Example when using Dask Gateway cluster (remote workers)
Closed this issue · 13 comments
Is your feature request related to a problem? Please describe.
I'm not sure how to write the image files to scratch when using a remote dask cluster (e.g. a Dask Gateway cluster, where the workers are running on kubernetes and don't see the local filesystem)
https://nbviewer.org/gist/rsignell/9cd38657ca9ad20e55799bf41cb80de6
Is there a way to use streamjoy already with this type of Dask cluster?
If not, what would be the best way?
Can the scratch images be stored in memory or on object storage?
Ooh yeah that's a good point; potentially fsspec? I don't have a cluster to try this though :(
Are there public hubs I could try experimenting with?
A potential work around is using in_memory=True
import xarray as xr
from streamjoy import stream
ds = xr.tutorial.open_dataset("air_temperature").isel(time=slice(0, 100))
airt_stream = stream(ds, cmap="RdBu_r", var='air', dim='time', max_frames=10, in_memory=True)
airt_stream.write('foo.mp4')
Eventually, I think I could support remote_dir
and if set, read from there.
Andrew,
The in_memory=True
worked great, and I guess would always be the preferred solution if you can fit all the images in RAM, right? (I can't believe how blazing fast that is -- I could barely open the Dask dashboard in time!)
For cases where the frames exceeded RAM, it would indeed be nice to write/read from object storage.
If you would like to test, I added you as a user on the ESIP Nebari deployment, so you should be able to run this using your github credentials: https://nebari.esipfed.org/hub/user-redirect/lab/tree/shared/users/rsignell/notebooks/Genoa_demo/streamjoy.ipynb
I added a few cells at the end to show how to write to the ESIP S3 bucket.
you can fit all the images in RAM, right?
No, it's only the unsaved images; once they are saved, the image in memory should get discarded.
Glad to hear it works!
Okay I was able to access nepari, but not the S3 bucket due to PermissionError: Access Denied
and also
---> 52 os.environ['aws_access_key_id'.upper()]=cp[profile]['aws_access_key_id']
53 os.environ['aws_secret_access_key'.upper()]=cp[profile]['aws_secret_access_key']

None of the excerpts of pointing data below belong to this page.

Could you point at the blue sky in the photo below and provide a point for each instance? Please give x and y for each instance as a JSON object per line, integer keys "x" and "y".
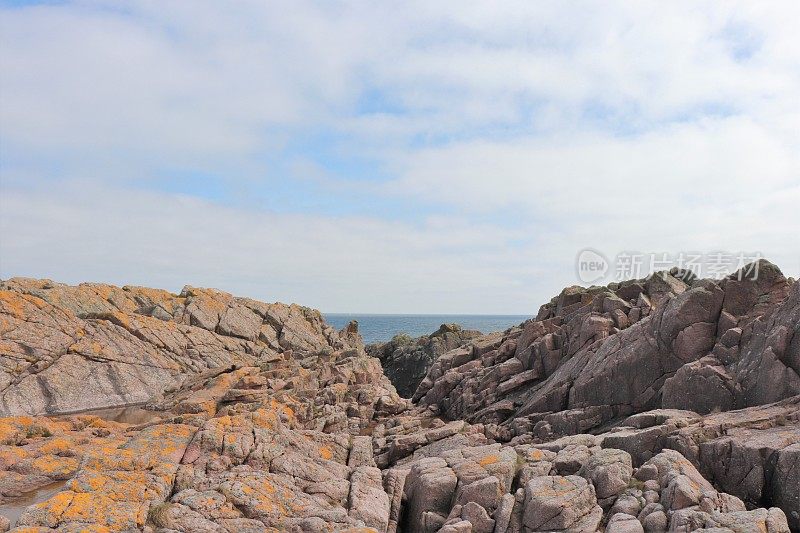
{"x": 384, "y": 157}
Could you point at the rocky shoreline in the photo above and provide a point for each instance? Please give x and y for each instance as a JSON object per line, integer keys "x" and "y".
{"x": 665, "y": 404}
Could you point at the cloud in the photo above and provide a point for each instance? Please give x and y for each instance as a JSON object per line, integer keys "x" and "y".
{"x": 413, "y": 157}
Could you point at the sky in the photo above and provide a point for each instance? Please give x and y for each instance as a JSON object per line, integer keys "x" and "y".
{"x": 392, "y": 157}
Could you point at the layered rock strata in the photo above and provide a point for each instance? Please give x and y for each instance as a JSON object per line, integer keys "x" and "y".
{"x": 594, "y": 416}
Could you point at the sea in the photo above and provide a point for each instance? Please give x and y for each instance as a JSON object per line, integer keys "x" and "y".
{"x": 381, "y": 328}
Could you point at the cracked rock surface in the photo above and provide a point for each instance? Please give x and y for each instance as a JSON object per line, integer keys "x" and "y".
{"x": 666, "y": 404}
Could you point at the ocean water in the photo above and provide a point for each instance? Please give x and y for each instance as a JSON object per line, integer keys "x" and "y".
{"x": 381, "y": 328}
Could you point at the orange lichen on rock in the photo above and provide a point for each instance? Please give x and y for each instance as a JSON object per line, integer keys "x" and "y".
{"x": 488, "y": 460}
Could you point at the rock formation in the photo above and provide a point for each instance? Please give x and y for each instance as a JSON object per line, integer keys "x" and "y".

54 os.environ['aws_profile'.upper()]=profile
I tried to apply a patch to the best of my knowledge without testing it; I'd appreciate it if you could test this: #18
if you can fit all the images in RAM
Found a bug in MP4, I realized I forgot to del
image after writing it out; fixed here: #20
Thanks for helping me test!
Grrr.... I forgot to give you the welcome instructions that include the step to copy the AWS credentials into your ~/.aws folder. I just did it as admin, so the streamjoy notebook should work in your account now...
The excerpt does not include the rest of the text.